We analyzed interviews of residents working in medical ICUs to understand their supervision experiences related to medication safety. Although residents espoused beliefs in seeking assistance from supervising physicians and articulated strategies for doing so, many experienced difficulties in initiating supervision through the traditional medical hierarchy. Some residents were embarrassed by their mistaken decisions; others were concerned that their questions would reflect poorly on them.
Residents also received interprofessional supervision from nurses and pharmacists, who proactively monitored, intervened in, and guided residents' decisions. Other professionals evaluated residents' decisions by comparing them to distinctive professional guidelines and routinely used deferential language when conveying their concerns. Residents, in turn, asked other professionals for assistance.
We posit that interprofessional supervision clearly meets an accepted definition of supervision.3,9
Residents received “monitoring, guidance and feedback”9
(pg. 828) from other professionals, who engaged in routine monitoring and in situation specific double-checks of residents' clinical decisions, similar to those performed by supervising physicians.30
Moreover, other professionals demonstrated “the ability to anticipate a doctor's strengths and weaknesses in particular clinical situations in order to maximize patient safety.”9
Our study results have implications for graduate medical education (GME) reform. First, trainees experienced supervision as a two-way interaction.36
Residents balanced the countervailing pressures to act independently or to seek a supervising physician's advice, in part, by developing strategies for deciding when to ask questions. Kennedy et al identified similar “rhetorical strategies”.18
By asking questions about their clinical decisions, residents requested that supervising physicians guide their work; and thus, they proactively initiated and thereby enacted their own supervision. Fostering the conditions for initiating supervision is essential, especially given the association between lack of effective supervision and adverse outcomes,5,6,12–14
Second, residents expressed contradictory expectations about seeking advice from supervising physicians. Some residents were wary of approaching attending physicians for fear of appearing incompetent or being ridiculed.12,16,18,31
However, we found that other residents remained reluctant to seek advice despite simultaneously appreciating that attendings encouraged them to ask for assistance. Whereas the perceived approachability of supervising physicians was important,18,19
our exploratory findings suggest that it may be a necessary, but not a sufficient condition for creating a learning environment. Creating a supportive learning environment, in which residents feel comfortable in revealing their perceived shortcomings to supervising physicians,3
begins with cultural changes, such as building medical teams,6
but such changes can be slow to develop.
Third, interprofessional supervision offers a strategy for improving supervision. The ubiquitous involvement of nursing and pharmacy staff in monitoring and intervening in residents' medication-related decisions could result in overlooking their unique contributions to resident supervision. Mindful that supervising physicians evaluate them, residents selectively sought nonjudgmental advice from professionals outside the medical hierarchy. Therefore, improving supervision could entail offering residents ready access to other professionals who can advise them, especially during late night hours when supervising physicians usually are not present.17,27
The importance of interprofessional supervision has been under recognized and underemphasized in GME. Our study findings, if supported by future research, highlight how interpersonal communication techniques could influence both interprofessional supervision and hierarchical supervision among physicians. Medical team training programs37–39
emphasize developing skills, such as “mutual performance monitoring,”40
(pg. 13) by training providers to raise and respond to potentially sensitive questions. Improving supervision by enhancing interpersonal communication skills may be important not only when relative status differences are clear (i.e., physician hierarchy) but also when status differences are ambiguous (i.e., residents and other professionals). GME programs could consider incorporating these techniques into their formal curricula, as could programs for nursing and pharmacy staff.
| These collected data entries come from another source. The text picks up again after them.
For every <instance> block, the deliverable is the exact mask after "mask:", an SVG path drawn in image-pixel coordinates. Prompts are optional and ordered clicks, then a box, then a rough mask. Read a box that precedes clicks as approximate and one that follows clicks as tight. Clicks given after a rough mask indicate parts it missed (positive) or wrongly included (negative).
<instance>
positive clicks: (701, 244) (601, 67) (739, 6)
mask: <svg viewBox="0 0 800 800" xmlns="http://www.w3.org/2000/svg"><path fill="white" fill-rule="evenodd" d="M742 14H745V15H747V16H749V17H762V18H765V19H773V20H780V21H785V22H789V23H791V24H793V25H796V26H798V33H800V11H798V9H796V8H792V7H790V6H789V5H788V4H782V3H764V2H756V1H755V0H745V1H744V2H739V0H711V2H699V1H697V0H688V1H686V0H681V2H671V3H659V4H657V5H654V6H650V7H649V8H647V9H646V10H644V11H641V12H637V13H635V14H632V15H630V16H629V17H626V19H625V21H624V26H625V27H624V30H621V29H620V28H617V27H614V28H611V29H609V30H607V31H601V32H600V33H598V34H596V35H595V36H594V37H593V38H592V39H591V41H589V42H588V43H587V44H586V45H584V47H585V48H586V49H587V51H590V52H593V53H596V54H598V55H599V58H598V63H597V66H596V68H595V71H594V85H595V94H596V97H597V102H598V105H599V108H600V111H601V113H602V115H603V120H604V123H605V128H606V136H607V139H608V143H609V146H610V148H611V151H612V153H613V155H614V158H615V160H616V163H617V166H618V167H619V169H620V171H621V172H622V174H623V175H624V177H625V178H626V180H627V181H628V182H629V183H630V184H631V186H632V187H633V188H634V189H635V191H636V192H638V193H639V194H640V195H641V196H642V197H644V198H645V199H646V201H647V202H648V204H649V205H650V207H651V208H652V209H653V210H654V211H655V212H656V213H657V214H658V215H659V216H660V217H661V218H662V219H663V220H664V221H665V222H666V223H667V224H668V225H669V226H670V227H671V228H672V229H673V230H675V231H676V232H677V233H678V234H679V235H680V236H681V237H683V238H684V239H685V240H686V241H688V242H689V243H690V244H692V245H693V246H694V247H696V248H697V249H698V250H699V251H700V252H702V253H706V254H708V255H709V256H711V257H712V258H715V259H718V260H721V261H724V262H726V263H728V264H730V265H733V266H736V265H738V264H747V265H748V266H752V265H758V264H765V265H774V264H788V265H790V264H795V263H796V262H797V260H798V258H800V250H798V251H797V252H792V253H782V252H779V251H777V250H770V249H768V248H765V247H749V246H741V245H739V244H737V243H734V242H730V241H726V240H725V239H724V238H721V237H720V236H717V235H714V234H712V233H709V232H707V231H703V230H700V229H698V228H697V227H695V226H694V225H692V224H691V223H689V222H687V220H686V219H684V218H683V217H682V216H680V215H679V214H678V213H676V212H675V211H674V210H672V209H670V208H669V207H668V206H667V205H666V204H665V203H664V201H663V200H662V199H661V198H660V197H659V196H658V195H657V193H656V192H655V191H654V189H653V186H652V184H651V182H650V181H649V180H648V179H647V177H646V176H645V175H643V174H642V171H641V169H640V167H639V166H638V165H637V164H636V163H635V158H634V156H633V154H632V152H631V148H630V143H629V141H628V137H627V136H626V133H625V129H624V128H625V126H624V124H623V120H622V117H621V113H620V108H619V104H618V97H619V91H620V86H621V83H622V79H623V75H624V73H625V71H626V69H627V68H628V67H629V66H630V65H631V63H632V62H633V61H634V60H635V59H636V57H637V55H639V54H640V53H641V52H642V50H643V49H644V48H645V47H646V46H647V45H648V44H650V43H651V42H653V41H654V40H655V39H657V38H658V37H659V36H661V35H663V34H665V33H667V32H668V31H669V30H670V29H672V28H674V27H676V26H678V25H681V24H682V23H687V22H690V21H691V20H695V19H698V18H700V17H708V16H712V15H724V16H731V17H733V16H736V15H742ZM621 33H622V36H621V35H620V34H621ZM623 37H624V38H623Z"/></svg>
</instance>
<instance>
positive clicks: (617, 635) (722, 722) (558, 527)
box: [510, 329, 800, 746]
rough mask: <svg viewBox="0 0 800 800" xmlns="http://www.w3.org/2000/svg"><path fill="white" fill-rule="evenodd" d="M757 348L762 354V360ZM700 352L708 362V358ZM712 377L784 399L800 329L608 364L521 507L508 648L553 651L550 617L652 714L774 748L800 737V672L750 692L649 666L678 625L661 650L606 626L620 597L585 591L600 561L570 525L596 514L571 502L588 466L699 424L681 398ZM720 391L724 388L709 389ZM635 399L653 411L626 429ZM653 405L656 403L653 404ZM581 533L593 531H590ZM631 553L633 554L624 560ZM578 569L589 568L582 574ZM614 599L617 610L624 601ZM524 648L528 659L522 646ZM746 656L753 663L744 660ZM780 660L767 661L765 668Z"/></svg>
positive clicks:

Our study has several limitations. Because of the larger research project objectives, we focused on medication safety in medical ICU settings, where nurses and pharmacists may be especially vigilant and proactive in monitoring residents. Thus, our findings may be specific to medication issues and less relevant outside ICUs. We had a relatively small sample size and do not claim to generalize from it, although we believe it offers meaningful insights. We also did not continue enlarging our sample until reaching “redundancy”35
(pg. 202). Nevertheless, the purposeful random sample of residents produced rich information. Indeed, some study results are consistent with previous resident education research,18
adding validity to our findings. Although the interview protocol was not designed specifically to investigate supervision, the resulting interviews yielded abundant data containing residents' detailed descriptions of how they experienced supervision. Although we were careful to note whether particular perceptions were unique to one resident, or shared by others, we recognize that the value of residents' observations is assessed by the quality of the insights they provide, not necessarily by the number of residents who described the same experience.
In conclusion, we found that residents experienced difficulties in initiating traditional hierarchical supervision related to medication safety in the ICU. However, they reported ubiquitous interprofessional supervision, albeit limited in scope, which they relied upon for nonjudgmental guidance in their therapeutic decision making especially after-hours. In our study, interprofessional supervision proved crucial to improving medication safety in the ICU.